Everyone will talk about how bloated it is now, and how SEO unfriendly it has become, especially with all the new features and millions of plug-ins, let alone the security issues that rise from time to time. But it is not those topics that got me thinking about the need for an alternative. It is the simple things.
I was creating yet another WordPress template for a client, a simple blog template. Just text, with the occasional image or two per article. Simple requirements, and yet, the writer is left with the same complicated backend, massive Html headers and bloated code that loads tons of small elements that are totally unneeded for the use case. But it hit me hard when they requested that each of the articles have a title and a “subtitle”. WordPress does not support subtitles natively, nor does it provide a standard way of doing it.
It reminded me of the debate we had a few years back about HTML support for subheadings as semantics. Yes, there are tens of ways around it, but the lack of native support comes with so many unnecessary issues and workarounds for the workarounds, to be SEO friendly and accessibility friendly, with screen readers and text only browsers, and to be semantically comprehensive, etc.
The lack of native support has always been a problem, in anything, especially for things 0 should have been simple and intuitive, like having a subtitle on an article.
The more generalized a platform gets, the more complicated simple tasks get, and hence rises the need for a specific solution customized for a simple use case, like having a subtitle for each article, or implementing the minimum headers and no external dependencies of a web page. And to be frank, the open source community has so much small tools to allow for such custom builds, quickly and effeciently.

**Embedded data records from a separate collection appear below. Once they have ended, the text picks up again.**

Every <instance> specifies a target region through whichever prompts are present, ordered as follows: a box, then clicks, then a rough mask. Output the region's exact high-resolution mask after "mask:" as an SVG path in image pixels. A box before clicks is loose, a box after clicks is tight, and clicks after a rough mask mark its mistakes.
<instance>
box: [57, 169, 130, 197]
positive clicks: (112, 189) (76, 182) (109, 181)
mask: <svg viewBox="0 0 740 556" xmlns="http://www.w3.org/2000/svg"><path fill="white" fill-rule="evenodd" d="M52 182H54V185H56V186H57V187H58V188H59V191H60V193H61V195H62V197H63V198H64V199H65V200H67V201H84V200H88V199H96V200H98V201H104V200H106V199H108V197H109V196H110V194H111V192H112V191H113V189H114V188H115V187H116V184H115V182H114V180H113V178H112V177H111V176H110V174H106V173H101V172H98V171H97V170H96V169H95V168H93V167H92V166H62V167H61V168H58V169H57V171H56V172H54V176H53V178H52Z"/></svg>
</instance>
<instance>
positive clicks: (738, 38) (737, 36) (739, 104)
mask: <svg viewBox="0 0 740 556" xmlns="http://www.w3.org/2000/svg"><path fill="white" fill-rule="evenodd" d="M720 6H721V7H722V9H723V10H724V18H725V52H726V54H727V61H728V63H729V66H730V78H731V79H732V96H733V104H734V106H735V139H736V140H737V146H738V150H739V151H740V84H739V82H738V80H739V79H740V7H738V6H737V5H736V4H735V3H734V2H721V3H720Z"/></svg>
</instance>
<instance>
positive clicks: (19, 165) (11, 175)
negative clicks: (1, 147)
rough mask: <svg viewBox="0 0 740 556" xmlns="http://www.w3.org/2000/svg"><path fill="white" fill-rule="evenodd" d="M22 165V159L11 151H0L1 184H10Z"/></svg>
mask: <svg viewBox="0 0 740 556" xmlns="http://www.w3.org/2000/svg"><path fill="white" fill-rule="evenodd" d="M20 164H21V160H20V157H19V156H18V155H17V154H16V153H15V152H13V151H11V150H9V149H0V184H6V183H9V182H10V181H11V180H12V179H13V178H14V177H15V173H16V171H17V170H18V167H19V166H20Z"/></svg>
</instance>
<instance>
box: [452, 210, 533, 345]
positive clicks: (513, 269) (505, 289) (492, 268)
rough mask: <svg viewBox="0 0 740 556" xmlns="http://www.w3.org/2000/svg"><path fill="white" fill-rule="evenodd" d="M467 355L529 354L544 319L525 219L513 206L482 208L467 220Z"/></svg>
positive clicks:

This problem of choosing to go with a custom solution for a specific task used to cost a lot more than utilizing a ready-made general solution, but in my opinion, we are now at a point in software development history where the cost of development is at such low point that it doesn’t matter anymore, because the difference between custom implementation and utilizing a generic solution is trivial.
I believe this is why we have so many blogs now built entirely by the blogger, from scratch, either as dynamically created pages, or static pages generated from a simple database. Heck, some are even using text or markdown files to generate corresponding static blog pages. Despite how much that feels like the early days of the web. Building such platform nowadays is merely a tiny fraction of the manhours needed to do the same task back in the late 90’s.
Conclusion? I might consider rebuilding this “blog” from scratch, it is easy, specific and, to be frank, worth it, considering how a solution like WordPress is.